12

I am testing ZeroMQ as Pub-Sub (service bus style) infra for a medium system. We have about 50 nodes, all of them should be publishers and subscribers. The network is kind of a star topology, but the edges "talk" with each other. We require Dynamic discovery (no need to hard-code the network addresses of the participants) but also no SPOF (Single Point of Failure).

I have read http://zeromq.org/whitepapers:0mq-3-0-pubsub and from what I understand, the suggested 0MQ way for dynamic discovery involves an proxy node (XPUB/XSUB) which forwards subscriptions and publications. I considered using such a proxy as a central mediator in our system, however, I have the following concerns with this architecture: (A) The proxy node is a SPOF - when it fails the whole system is not functioning (B) All traffic, including data, passes through the proxy node, which means the latency & performance issue.

Assuming I understood the pub-sub whitepaper correctly, is there a relatively simple way for achieving pub-sub + dynamic-discovery + no-SPOF in ZeroMQ?
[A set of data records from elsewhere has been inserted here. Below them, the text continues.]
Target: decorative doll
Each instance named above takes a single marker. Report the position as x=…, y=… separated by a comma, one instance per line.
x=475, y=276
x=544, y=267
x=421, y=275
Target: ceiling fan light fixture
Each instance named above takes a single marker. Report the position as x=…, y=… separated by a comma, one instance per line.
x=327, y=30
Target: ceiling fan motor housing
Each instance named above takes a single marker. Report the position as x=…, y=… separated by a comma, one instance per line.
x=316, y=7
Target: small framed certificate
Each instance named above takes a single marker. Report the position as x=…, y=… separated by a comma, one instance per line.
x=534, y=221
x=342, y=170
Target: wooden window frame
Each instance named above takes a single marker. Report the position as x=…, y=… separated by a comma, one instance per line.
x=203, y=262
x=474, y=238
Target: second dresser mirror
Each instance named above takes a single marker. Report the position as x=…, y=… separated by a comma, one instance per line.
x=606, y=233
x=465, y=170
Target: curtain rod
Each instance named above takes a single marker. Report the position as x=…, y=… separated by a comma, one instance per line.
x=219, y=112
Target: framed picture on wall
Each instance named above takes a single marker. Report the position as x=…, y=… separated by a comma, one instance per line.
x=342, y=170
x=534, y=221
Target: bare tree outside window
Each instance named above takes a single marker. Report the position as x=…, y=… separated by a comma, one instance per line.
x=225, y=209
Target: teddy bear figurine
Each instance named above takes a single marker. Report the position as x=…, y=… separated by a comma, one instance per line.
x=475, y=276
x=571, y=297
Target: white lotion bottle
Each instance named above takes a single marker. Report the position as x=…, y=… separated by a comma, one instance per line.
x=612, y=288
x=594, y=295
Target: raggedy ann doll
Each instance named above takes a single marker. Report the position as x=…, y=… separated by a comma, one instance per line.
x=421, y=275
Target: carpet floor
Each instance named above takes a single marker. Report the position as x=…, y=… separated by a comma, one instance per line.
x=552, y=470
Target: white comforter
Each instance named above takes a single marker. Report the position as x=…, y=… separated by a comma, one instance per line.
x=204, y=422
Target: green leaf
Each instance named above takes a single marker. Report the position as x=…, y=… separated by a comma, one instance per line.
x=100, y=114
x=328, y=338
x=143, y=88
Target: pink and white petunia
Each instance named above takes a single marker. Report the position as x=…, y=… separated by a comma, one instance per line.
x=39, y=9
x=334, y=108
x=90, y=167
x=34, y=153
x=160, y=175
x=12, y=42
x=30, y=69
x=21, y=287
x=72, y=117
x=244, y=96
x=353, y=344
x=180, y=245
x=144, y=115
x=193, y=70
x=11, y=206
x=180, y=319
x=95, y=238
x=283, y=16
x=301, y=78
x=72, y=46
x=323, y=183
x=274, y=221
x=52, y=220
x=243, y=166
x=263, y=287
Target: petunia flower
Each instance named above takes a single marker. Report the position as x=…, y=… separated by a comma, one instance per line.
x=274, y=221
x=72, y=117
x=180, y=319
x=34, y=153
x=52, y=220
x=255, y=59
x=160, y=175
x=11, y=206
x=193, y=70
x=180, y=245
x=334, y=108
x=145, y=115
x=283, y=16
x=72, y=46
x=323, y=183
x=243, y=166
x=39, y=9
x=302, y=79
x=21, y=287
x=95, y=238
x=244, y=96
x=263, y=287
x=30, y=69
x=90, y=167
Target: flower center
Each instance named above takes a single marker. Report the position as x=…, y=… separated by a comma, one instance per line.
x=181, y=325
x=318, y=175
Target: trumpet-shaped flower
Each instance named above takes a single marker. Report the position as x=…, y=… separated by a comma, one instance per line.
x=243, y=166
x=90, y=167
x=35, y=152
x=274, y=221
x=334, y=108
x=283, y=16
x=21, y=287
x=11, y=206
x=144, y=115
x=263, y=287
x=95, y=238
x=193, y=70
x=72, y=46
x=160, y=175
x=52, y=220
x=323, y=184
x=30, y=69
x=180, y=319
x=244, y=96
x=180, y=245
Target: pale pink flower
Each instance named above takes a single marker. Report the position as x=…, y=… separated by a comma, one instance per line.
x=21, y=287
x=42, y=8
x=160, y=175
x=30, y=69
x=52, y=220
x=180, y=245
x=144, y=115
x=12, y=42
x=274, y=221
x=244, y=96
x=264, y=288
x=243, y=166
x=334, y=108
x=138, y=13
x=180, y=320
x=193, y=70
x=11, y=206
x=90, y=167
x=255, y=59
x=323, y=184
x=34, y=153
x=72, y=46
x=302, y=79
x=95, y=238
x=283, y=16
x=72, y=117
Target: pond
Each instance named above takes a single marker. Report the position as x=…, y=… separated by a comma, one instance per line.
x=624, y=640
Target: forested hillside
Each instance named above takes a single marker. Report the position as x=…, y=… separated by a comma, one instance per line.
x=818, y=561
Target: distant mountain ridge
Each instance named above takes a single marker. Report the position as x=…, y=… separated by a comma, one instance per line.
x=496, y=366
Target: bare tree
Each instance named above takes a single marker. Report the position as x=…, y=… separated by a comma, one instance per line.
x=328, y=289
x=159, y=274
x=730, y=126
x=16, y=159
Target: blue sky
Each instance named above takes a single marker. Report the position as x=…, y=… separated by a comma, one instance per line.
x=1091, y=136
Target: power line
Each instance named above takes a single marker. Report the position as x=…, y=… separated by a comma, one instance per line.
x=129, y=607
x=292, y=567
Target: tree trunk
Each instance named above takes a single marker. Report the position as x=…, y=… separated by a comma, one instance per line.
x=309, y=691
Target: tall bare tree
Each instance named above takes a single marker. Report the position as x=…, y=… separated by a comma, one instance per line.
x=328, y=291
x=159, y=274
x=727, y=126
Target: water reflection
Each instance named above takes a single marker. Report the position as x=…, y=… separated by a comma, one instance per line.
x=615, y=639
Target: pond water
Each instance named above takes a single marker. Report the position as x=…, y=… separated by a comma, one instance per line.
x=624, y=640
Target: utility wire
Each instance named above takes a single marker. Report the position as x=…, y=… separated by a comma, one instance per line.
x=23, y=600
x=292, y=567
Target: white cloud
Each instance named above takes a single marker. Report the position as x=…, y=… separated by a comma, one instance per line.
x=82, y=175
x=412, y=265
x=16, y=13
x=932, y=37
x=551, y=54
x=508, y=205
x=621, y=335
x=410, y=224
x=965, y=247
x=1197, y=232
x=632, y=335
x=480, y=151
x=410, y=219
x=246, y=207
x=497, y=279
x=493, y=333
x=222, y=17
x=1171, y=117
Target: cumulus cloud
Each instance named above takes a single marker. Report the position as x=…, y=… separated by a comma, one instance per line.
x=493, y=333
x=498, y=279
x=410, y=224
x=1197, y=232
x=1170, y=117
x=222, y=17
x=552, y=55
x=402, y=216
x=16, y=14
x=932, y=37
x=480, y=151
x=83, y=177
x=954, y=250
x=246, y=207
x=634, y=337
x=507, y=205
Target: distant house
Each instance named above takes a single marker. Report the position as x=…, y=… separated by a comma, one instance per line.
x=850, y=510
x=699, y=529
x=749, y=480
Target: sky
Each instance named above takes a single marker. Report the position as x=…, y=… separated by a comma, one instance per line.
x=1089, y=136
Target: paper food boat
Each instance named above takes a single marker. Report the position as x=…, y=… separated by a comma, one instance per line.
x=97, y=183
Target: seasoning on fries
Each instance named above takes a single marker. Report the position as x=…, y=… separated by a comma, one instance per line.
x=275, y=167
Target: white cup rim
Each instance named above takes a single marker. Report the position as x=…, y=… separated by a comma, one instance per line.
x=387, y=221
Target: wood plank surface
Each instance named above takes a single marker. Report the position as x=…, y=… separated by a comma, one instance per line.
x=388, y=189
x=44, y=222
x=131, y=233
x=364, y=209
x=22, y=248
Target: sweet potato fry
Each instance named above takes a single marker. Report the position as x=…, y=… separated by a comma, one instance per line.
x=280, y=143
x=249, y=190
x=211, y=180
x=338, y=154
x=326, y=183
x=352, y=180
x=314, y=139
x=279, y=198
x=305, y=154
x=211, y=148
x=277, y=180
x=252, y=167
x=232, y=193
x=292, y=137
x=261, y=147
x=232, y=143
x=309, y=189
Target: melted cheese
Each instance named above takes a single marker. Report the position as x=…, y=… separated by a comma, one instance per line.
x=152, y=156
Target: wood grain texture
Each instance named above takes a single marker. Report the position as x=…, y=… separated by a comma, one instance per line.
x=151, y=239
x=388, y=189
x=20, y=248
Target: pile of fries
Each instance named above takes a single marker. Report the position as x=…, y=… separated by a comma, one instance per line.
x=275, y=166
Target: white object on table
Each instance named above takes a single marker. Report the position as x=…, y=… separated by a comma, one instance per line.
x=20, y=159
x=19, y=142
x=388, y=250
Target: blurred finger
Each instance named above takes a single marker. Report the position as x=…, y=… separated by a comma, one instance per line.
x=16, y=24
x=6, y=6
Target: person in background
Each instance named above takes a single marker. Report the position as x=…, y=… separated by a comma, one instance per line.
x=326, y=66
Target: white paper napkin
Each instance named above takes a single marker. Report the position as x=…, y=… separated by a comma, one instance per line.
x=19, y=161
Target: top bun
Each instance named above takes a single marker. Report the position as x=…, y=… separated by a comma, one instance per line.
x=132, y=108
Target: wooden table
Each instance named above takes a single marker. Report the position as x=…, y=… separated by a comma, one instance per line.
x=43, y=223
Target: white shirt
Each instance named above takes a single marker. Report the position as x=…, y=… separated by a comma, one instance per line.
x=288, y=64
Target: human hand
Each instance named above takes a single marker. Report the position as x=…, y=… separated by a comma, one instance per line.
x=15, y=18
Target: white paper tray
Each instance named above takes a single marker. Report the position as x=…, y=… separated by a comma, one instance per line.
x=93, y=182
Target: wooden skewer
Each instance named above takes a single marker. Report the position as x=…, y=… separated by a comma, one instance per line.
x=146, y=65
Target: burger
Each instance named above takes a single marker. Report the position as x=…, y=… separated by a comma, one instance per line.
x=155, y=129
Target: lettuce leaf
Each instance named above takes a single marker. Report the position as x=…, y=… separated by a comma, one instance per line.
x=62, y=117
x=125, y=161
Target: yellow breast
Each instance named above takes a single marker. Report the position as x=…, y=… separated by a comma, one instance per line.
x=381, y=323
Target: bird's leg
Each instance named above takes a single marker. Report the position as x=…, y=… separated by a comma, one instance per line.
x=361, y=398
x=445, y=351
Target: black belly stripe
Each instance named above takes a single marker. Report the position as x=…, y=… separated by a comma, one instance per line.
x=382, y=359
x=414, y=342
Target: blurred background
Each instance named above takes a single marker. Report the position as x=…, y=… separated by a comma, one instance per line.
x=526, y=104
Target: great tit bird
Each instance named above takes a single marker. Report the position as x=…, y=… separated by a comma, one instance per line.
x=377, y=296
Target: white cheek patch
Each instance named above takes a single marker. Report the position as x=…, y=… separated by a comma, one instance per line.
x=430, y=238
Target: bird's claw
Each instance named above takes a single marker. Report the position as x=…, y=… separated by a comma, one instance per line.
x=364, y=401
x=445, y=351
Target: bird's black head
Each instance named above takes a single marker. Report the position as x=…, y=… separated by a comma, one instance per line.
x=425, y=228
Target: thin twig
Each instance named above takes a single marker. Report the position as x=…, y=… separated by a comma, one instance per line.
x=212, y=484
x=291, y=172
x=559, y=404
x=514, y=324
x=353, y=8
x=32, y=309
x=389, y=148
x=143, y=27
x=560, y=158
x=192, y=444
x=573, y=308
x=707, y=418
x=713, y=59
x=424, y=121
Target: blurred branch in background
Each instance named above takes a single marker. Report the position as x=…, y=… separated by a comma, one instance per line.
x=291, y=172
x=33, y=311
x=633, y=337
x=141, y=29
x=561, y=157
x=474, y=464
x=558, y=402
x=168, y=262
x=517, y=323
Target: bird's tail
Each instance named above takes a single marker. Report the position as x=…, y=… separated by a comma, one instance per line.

Additional point: I have ruled out multicast (PGM) solution because most messages have a single/few interested parties and we do not like to overcrowd the network.

dux2
  • 1,770
  • 1
  • 21
  • 27

1 Answers1

9

Multiple subscribers with a single publisher requires no intermediary as subscribers can talk directly to the publisher. But many publishers and subscribers at the same time is not so easy; unless there's something in the middle, maintenance will be a nightmare as new subscribers have to be configured with all existing publishers.

You could deploy several XSUB/XPUB proxies, each on their own machine, then deploy a load-balancer (like F5) between the publishers and the proxies. This achieves load-balancing and fault tolerance on the upstream side.

The proxy code is simple:

Socket frontend = context.socket(ZMQ.XSUB);
frontend.bind("tcp://proxy1:5444");
Socket backend = context.socket(ZMQ.XPUB);
backend.bind("tcp://proxy1:5555");
frontend.subscribe("".getBytes());
ZMQ.proxy (frontend, backend, null);

If a proxy node fails, just restart it; re-connections/subscriptions should be handled automatically by zmq.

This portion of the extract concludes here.